Chapitre 2 –la recherche de nouveaux repères politiques

La critique des institutions, au sens le plus large du terme, jusques et y compris l’Eglise et la morale traditionnelle, à travers par exemple le soutien des luttes pour l’IVG, secoue visiblement une société que ses édiles jugeaient bien ancrée dans une fidélité à son passé. La différence de ton entre la réponse donnée par la commission des affaires culturelles au Ministère dans sa séance du 5 octobre 1966, à propos de l’éventuelle création d’une maison de la culture, et la prise de position de la même commission, en tout cas avec les mêmes responsables, lorsqu’elle examine la demande du Théâtre Eclaté le 24 octobre 1972, marque bien l’évolution de la situation : la culture n’est plus une question que la municipalité traitera dans des conditions qu’elle se donne le temps de définir ; la culture est un problème qui manifeste, dans les concerts, sur les scènes, dans les publications et tracts, un désir de changement, un refus des conventions et de l’ordre établi, une urgence aussi qui ne peut plus s’accommoder de la prudence.

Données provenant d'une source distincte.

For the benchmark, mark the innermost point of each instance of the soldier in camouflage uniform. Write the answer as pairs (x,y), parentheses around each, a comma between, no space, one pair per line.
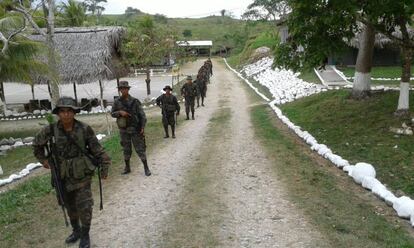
(131,121)
(74,169)
(189,92)
(169,105)
(201,89)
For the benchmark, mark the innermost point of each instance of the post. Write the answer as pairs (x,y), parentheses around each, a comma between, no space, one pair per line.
(2,97)
(75,93)
(32,88)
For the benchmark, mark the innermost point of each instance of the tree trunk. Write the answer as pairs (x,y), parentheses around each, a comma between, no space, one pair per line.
(148,81)
(2,97)
(403,100)
(108,123)
(362,77)
(32,88)
(54,84)
(75,92)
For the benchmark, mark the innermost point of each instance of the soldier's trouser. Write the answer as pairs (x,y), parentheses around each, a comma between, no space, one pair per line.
(79,204)
(127,139)
(189,104)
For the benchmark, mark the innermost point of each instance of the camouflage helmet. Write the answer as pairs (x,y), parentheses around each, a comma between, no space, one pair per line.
(66,102)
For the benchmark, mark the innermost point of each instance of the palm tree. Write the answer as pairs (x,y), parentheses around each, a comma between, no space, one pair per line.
(19,61)
(74,13)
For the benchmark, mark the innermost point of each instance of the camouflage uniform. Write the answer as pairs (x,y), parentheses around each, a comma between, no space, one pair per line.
(75,168)
(169,106)
(189,91)
(130,133)
(201,89)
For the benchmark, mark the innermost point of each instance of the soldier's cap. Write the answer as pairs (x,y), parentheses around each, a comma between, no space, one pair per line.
(123,84)
(66,102)
(167,87)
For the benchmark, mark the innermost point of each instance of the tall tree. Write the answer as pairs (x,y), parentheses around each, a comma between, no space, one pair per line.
(18,57)
(74,13)
(148,44)
(267,10)
(328,25)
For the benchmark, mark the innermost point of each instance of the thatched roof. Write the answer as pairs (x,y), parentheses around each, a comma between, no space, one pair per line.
(86,54)
(381,40)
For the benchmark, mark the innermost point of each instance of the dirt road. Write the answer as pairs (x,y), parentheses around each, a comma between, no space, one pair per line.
(212,186)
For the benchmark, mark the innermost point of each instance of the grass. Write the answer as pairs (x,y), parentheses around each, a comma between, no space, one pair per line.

Tout d’abord la question de l’équipement culturel, posée depuis des années à travers le problème de la grande salle et jamais vraiment tranchée, devient rapidement à la fois une revendication et un point de fixation du débat politique : autour de sa définition se met en place ce que l’on a appelé la “ commission Bonlieu ”, une instance de réflexion et de proposition, et qui rassemble des acteurs issus de tous les milieux. Bonlieu, et par voie de conséquence la politique culturelle, tend progressivement à occuper une place centrale dans le débat politique local.

Pour autant, la municipalité doit faire face au mouvement de revendication et de contestation qui s’est créé autour d’AJA et du Théâtre Eclaté, mouvement qui commence à rassembler largement les opposants de gauche. A cet effet, elle utilise plusieurs voies : une forme de résistance passive avec les acteurs culturels les plus actifs, un jeu assez paradoxal avec le ministère de la culture, la recherche d’une solution médiane pour formaliser son action dans le domaine culturel. C’est bien le rétablissement d’un certain ordre dans le domaine culturel qui devient une priorité pour la municipalité, au risque de laisser les acteurs les plus remuants la bousculer, et de perdre ainsi une part de sa légitimité.

C’est à ce moment, vers 1973-1974, que l’on peut assister à un retour de l’histoire, celle des Glières plus particulièrement, à l’occasion de l’inauguration par Malraux d’un monument commémorant les combats de mars 1944. De même, deux évènements de la vie annécienne ramènent au premier plan un groupe d’anciens militants culturels, fondateurs des Marquisats et de Peuple et Culture, tous liés à la Résistance, anciens des Glières pour certains. Le retour de l’histoire des Glières introduit alors une dimension qu’elle n’avait jamais eue auparavant, et joue un rôle inédit. Enfin, cette période est le temps des productions écrites sur Annecy, et sur l’action culturelle dans la ville, dont nous avons souligné l’importance en introduction à notre travail. Ces travaux et écrits forment un ensemble qui va contribuer à la notoriété de la ville, en particulier dans la communauté des sciences sociales : mais une des interrogations que suscite cette production à trait à la forme de « récit » que constitue progressivement cet ensemble, que ce soit avec les reprises successsives d’éléments de seconde main, que par la construction progesssive d’une image et d’une ressource politique, telle que l’envisage ClaudioM. Radaelli394, en particulier en établissant pour les acteurs une temporalité de l’action publique. Cette dimension nous paraît être, dans cette phase, un élément central dans les échanges politiques très tendus entre les acteurs.

L’ensemble de ces éléments, dans la période qui va de 1972 à 1975, contribue à façonner une image d’Annecy, ville culturelle, et de l’action de la municipalité, image qui va devenir une donnée politique centrale. La démission de Charles Bosson de ses fonctions de maire en 1975, et sa succession assurée par son premier adjoint André Fumex, marque alors une étape importante dans cette histoire politique.

Notes
394.

Radaelli Claudio.M., « Logiques de pouvoir et récits dans l’Union européenne », Revue française de science politique, vol.50, n°2, avril 2000.